As I (audaciously!) explained in previous posts, I never said my assumption (that the post was by a man) was good or bad. What’s more, I was also going on the fact that Franks looks like a man with long hair in her picture. I didn’t originally raise that point for the sake of not being so crude, but if she’s going to hammer on the point, then that’s what’s going to happen.

So in my effort not to be insulting of her face, I had to say I had an assumption I knew wouldn’t going over well where I was. But I figured I had at least won the point: If I assumed the blogger was a male, then I couldn’t possibly be disagreeing for the sake of disagreeing with a woman. Of course, actually addressing that point would be embarrassing; people don’t like to admit when they’re wrong on the Internet. Instead, everyone focused on the fact that I had such a crazy! assumption in the first place. I freely admitted that it wasn’t a great assumption to have, even if most bloggers actually are male, but that didn’t really matter to anyone. Assumptions?! YOU HATE [whatever that person likes]!!!

So that brings me to a recent post by PZ. He talks about some new book that says 21st century men are immature and not living up to any real standards. The reason? Feminism, of course! It’s clearly a stupid premise.* However, just as stupid is the claim PZ makes that men aren’t growing up for the intrinsic reason that they are men. If there’s a problem with this generation, it isn’t just with one sex or the other. (Not that I think there’s something horrid about this generation: PZ is an old guy, so he’s falling into the trap into which most every old person before him has fallen – he thinks young people suck and we didn’t have to walk 15 miles in the snow to get to school just so we could get our daily whipping!)

But his unusually muddled post aside, several of the commenters take the time to mention video games when talking about immature men. Jadehawk had this to say:

meh. I don’t mind the non-marrying, non-settling down sort of man. I don’t even mind the video-game playing, spending all night on the internet type. In fact, I’ve got one of those at home.

It’s the entitled douchebags I mind. Those who think all women are supposed to play mommy for them.

While I’m glad Jadehawk (look at me, not assuming his or her sex!) took the time to differentiate between these type of men, I still really hate the association between video games and the immaturity PZ discussed. It’s just an ugly assumption. And aren’t assumptions like that just shitty? They were when I made them about Franks being male.

But on video games: first of all, video gamers are nearly split 50/50 between male and female today. Second, if someone goes on and on about the acting or the storyline or the plot twists or the cinematography of a movie, why, that’s just an avid movie goer; that person really appreciates a form of art. But video games? Nah. That’s just childish baby-baby stuff.
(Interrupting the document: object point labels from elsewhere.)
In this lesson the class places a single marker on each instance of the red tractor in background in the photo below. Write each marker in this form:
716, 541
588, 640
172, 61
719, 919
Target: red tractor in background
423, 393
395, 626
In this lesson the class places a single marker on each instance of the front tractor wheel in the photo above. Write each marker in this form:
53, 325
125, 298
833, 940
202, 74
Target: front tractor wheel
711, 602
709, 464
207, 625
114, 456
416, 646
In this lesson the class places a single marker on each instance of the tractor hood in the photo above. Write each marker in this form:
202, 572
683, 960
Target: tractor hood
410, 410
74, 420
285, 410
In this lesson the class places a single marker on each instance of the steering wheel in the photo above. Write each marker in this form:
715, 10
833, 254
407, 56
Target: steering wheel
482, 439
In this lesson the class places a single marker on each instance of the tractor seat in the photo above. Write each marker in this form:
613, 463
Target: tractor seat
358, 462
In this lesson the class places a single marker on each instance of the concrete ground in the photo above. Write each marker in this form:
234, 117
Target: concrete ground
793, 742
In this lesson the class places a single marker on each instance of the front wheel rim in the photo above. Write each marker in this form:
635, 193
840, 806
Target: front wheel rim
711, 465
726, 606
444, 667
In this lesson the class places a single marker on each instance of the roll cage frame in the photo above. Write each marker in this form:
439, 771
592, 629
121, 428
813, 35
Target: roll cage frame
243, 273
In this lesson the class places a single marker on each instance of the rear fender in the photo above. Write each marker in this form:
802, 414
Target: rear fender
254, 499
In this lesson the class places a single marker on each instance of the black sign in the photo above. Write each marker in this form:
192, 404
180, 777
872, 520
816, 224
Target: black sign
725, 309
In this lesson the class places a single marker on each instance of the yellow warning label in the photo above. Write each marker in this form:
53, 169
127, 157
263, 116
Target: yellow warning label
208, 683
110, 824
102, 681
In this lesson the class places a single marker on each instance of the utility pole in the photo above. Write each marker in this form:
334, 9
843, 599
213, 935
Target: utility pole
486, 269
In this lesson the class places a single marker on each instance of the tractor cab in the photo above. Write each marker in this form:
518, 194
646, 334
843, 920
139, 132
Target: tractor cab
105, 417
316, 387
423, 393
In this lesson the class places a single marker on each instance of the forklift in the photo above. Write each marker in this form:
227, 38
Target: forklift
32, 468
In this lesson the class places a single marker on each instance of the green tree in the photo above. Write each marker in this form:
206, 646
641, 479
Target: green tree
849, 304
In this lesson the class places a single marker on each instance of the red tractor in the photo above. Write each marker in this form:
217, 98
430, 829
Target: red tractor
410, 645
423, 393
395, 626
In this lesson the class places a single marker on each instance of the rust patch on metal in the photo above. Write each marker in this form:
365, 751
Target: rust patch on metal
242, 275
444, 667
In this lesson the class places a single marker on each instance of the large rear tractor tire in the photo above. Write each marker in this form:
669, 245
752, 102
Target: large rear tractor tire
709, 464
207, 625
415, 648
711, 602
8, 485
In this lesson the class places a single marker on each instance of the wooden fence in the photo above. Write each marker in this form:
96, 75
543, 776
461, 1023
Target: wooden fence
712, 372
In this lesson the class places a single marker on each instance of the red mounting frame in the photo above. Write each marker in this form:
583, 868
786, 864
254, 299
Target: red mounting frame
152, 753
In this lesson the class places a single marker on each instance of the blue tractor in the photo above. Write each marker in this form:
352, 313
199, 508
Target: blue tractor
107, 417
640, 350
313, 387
It’s totally different because, um, well, uh, um, um, um, it just is, okay?!

You know, I don’t think my points here are too crazy. 1) The connection between feminism causing immaturity in men is just as nebulous as the connection between men and some magical intrinsic immaturity. 2) The assumptions we make, while almost always more common and with more impact from the dominant side, are often a fault. 3) Video gamers are composed of an ever-increasing even mixture of men and women, neither of which is immature for wanting to have some virtual fun.

But I’m sure that’s horribly fucking sexist in someone’s eyes.

*According to the comment section on the post, it looks like that isn’t really the premise of the book. The website reporting it, WorldNutDaily, seems to have given things their own spin.